Prandi e Pierleoni raggiunsero infine l’ufficio di Gabriotti. Era con lui Speranza Lilli Ascani, che così testimoniò al processo: “Al momento del suo arresto io ero nel suo ufficio e stavo leggendo una lettera di Geo Gaves (cap. Stelio Pierangeli). […] Dopo qualche istante ribussarono e io, presa dalla paura, feci scomparire la lettera. Comparve il sergente Prandi, il quale con gentilezza pregò il Gabriotti di seguirlo. Il Gabriotti si fece pallido. Io per dargli modo di riprendersi, attaccai un futile discorso ed egli ebbe agio così di consegnarmi un documento sotto il naso del sergente. Quindi con disinvoltura rificcò in uno scaffale un vecchio libro che conteneva documenti compromettenti. Poi seguì i militi. Io con in tasca la lettera di Geo Gaves e con il documento che mi aveva consegnato il Gabriotti me la svignai”-
Nel pianerottolo del vescovado, Gabriotti vide don Vincenzo Pieggi e, alla presenza di don Pietro Fiordelli e con il beneplacito dei due militi, gli consegnò alcuni documenti e del denaro. Quindi fu condotto alla caserma dei carabinieri.

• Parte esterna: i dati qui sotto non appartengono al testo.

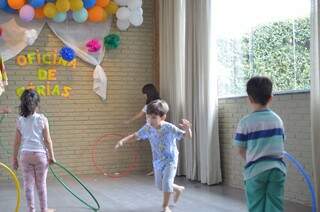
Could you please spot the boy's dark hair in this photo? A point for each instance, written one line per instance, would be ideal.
(29, 102)
(158, 107)
(151, 91)
(259, 89)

Pieggi, Fiordelli e il vicario mons. Ernesto Piani non persero tempo. Entrarono nello studio di Gabriotti, dove sapevano trovarsi documenti compromettenti, e li fecero sparire: “Dentro un librone di curia, sotto la copertina”, –  ricordava Fiordelli – “c’erano dei fogli importanti, con dei nomi”. Così, quando i militi tornarono per perquisire approfonditamente l’ufficio, portarono via molta documentazione, ma senza trovare nulla che potesse ritorcersi contro Gabriotti e altri antifascisti.
Non si trattava del primo provvedimento di arresto a carico di Gabriotti. Il pomeriggio del 26 luglio 1943 era stato fermato e portato in caserma dai carabinieri mentre distribuiva il numero unico «Rinascita». Ne risultava direttore responsabile e gli fu contestata la mancata autorizzazione alla diffusione. Lo rilasciarono in serata anche perché «Rinascita», redatto da Gabriotti insieme a Giulio Pierangeli, pur chiamando a raccolta i democratici all’indomani della votazione di sfiducia a Mussolini, mostrava chiari intenti patriottici.

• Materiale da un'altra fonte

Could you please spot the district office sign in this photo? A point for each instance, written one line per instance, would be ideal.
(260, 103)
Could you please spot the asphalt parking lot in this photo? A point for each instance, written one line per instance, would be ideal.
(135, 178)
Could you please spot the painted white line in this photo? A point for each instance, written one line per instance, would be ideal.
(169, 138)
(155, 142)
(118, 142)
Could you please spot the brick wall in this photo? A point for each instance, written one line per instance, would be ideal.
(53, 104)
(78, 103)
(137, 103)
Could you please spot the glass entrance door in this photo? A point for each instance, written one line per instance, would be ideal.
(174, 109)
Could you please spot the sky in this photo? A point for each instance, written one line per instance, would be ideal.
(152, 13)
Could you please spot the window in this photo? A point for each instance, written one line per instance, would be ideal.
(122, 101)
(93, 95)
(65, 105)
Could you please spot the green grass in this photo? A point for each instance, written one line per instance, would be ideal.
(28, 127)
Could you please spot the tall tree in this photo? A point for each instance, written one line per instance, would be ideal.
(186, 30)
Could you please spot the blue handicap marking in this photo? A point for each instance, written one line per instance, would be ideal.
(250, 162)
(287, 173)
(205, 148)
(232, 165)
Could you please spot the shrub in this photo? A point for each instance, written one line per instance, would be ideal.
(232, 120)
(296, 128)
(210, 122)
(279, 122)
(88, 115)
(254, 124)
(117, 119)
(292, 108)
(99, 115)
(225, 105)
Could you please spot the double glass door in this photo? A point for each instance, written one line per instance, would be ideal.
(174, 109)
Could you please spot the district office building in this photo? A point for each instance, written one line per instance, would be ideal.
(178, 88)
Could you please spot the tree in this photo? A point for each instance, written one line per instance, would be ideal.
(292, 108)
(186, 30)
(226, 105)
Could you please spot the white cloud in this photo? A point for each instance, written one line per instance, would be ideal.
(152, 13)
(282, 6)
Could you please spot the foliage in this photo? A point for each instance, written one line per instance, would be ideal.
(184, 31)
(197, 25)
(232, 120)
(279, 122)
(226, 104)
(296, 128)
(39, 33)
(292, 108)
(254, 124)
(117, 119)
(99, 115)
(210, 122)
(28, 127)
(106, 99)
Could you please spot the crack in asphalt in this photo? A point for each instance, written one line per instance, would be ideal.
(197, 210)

Un nuovo ordine di cattura per attività sovversiva era stato emesso contro di lui il 4 novembre 1943. Avvertito del provvedimento, si nascose a casa della sorella Adelaide, al n. 6 dell’odierno largo Magherini Graziani, a pochi metri di distanza dal comando della GNR. Il fatto è che uno degli amici che Gabriotti aveva tra i fascisti era addirittura l’influente capo-zona del partito, Fernando Ricci. Ciò spiega perché durante la sua latitanza, che si protrasse fino al 14 dicembre, si permise di andare a messa la mattina di buon ora nella chiesa della Madonna delle Grazie e, talvolta, di recarsi in vescovado a parlare con il vescovo e con altri collaboratori. Una volta cenò addirittura con lo stesso Ricci e un altro dirigente fascista, Luigi Gentili, in un angolo nascosto del Ristorante Severi. La sera scrisse rilassatamente nel suo diario: “L’amicizia supera le differenze di parte”.
Tali precedenti, e le amicizie di cui godeva, forse illusero Gabriotti di poter ancora farla franca. Ma stavolta era diverso.

Il testo, che però non include le note, è tratto dal volume di Alvaro Tacchini “Gli ultimi giorni di Venanzio Gabriotti”, Istituto di Storia Politica e Sociale “V. Gabriotti”, Quaderno n. 14, 2018.